I’ve been keeping an eye out for a low dresser over the past few years. I wanted something cheap, sturdy and within my design aesthetic. The plan is to put our bedroom TV on the dresser and then banish the rolling metro shelving unit that the TV current sits on.
At this point you may be wondering why we need a TV in the bedroom at all, but I think you need to understand that some people in my marriage like to watch international soccer games on TV, while other people in my marriage like watching old episodes of Buffy The Vampire Slayer.
I’ll you guess which is which.
I’d already turned down this mid-century dresser, as the top was a plastic laminate, (meh) and hadn’t seen anything since then that piqued my interest.
But the above vintage solid wood/dovetail drawered campaign dresser was priced at only $20, so I bit the bullet and brought it home. It wasn’t an immediate decision, as I just finished ridding my house of a buttload of unnecessary stuff, but an hour or so of doing image searches of painted campaign dressers put me into a frenzy. (I even put together a Pinterest board of nothing but painted campaign dressers!)
I worried that the dresser would be sold by the time I made it back to Goodwill this morning, (I’d seen it last night) but luck was on my side and I was happy to fork over the twenty smackeroos!

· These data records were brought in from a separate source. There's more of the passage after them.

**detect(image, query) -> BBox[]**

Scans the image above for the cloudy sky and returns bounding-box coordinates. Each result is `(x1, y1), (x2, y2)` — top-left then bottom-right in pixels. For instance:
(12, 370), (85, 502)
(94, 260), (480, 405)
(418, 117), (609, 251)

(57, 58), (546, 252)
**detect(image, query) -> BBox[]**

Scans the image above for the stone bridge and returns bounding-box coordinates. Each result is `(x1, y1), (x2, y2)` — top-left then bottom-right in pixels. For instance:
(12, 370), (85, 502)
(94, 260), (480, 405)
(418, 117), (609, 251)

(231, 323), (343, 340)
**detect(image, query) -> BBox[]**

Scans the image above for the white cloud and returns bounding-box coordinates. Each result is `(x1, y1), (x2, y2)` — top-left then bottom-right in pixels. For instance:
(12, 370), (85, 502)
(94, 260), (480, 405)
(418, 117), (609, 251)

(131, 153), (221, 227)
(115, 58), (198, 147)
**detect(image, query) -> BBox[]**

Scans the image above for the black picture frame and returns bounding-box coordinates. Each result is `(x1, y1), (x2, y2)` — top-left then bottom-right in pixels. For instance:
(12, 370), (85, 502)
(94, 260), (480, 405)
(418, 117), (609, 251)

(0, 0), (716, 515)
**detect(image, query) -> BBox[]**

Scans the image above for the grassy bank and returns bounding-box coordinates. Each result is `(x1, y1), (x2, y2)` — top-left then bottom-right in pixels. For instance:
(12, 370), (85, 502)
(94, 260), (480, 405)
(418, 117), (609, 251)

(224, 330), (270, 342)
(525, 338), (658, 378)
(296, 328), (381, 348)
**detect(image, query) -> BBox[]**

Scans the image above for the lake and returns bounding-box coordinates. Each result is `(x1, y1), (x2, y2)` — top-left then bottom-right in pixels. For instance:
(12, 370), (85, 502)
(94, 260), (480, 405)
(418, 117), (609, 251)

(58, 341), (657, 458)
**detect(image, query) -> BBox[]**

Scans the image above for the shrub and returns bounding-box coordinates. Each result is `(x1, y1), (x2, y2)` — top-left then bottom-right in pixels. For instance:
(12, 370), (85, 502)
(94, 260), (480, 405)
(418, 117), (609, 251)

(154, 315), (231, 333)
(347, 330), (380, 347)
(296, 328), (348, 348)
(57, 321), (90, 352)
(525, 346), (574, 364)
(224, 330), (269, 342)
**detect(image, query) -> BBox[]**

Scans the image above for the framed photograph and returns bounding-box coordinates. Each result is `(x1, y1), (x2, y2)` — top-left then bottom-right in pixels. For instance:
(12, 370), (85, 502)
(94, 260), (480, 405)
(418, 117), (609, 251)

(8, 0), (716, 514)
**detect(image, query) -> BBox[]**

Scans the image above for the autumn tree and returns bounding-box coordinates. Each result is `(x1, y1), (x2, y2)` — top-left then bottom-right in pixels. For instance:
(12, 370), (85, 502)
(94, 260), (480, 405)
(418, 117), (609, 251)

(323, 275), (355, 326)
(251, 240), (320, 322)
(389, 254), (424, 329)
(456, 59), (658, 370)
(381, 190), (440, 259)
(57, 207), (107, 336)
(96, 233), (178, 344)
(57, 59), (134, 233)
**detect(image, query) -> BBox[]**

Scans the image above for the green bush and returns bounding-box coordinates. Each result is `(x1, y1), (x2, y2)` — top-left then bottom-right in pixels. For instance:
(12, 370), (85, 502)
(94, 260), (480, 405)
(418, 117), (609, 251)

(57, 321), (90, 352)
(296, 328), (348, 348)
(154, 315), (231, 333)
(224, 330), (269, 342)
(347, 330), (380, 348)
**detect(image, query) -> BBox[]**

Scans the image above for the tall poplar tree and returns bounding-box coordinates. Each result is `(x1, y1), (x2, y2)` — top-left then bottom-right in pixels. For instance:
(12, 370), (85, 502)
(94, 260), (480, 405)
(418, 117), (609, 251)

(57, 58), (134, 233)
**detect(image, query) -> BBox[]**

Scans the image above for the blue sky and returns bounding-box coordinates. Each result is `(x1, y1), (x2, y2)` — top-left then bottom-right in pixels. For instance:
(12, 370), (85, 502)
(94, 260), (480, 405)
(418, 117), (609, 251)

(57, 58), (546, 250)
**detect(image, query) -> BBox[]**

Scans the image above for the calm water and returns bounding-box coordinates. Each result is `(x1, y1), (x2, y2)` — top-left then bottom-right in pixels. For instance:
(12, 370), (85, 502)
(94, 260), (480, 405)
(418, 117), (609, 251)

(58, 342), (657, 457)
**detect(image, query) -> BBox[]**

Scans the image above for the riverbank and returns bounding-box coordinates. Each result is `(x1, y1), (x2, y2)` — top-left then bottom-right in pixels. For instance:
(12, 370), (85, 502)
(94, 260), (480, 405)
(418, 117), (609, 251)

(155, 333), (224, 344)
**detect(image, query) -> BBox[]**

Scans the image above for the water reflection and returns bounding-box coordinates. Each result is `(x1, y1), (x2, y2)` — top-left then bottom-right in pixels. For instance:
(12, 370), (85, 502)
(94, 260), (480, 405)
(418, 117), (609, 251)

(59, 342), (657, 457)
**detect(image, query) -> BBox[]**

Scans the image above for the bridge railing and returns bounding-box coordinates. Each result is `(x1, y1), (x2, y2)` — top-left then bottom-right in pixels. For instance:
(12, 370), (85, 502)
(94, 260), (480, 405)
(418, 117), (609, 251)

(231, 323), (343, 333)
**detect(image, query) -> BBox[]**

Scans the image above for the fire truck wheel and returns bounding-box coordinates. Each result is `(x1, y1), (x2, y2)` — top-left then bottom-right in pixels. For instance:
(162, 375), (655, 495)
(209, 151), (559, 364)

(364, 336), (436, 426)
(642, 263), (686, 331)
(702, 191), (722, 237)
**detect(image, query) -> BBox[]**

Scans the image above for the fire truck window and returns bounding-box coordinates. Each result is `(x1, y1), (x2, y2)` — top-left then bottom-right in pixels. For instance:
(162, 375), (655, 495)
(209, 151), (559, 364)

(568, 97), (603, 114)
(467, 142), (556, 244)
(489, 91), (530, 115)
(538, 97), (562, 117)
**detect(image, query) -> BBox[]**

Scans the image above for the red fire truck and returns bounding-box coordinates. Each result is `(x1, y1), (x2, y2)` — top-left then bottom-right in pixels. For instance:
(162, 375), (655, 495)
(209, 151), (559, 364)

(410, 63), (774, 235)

My plan is to paint it a glossy black color and then shine the hell out of the solid brass hardware. There’s a single drawer that needs to be re-glued, but it’s a small job. And for those who wonder why I don’t keep the original wood finish, I need to explain that the wood has those horrible teeny splatters of dark stain to look faux antique. (The dresser is from 1974.)
I think I should be able to start on this project within the next few weeks, and I’ll keep you updated.
I know it’s inherent in this blog post, but I need to hammer home that low cost/high quality used stuff will always win over the low quality/high cost of a newly manufactured item. Buying used gives us the option to outfit our homes with quality items without spending too much, and most importantly without supporting environmentally irresponsible factories with questionable worker practices.
Take that, Wal-Mart!
“Use it up, wear it out, make it do or do without.”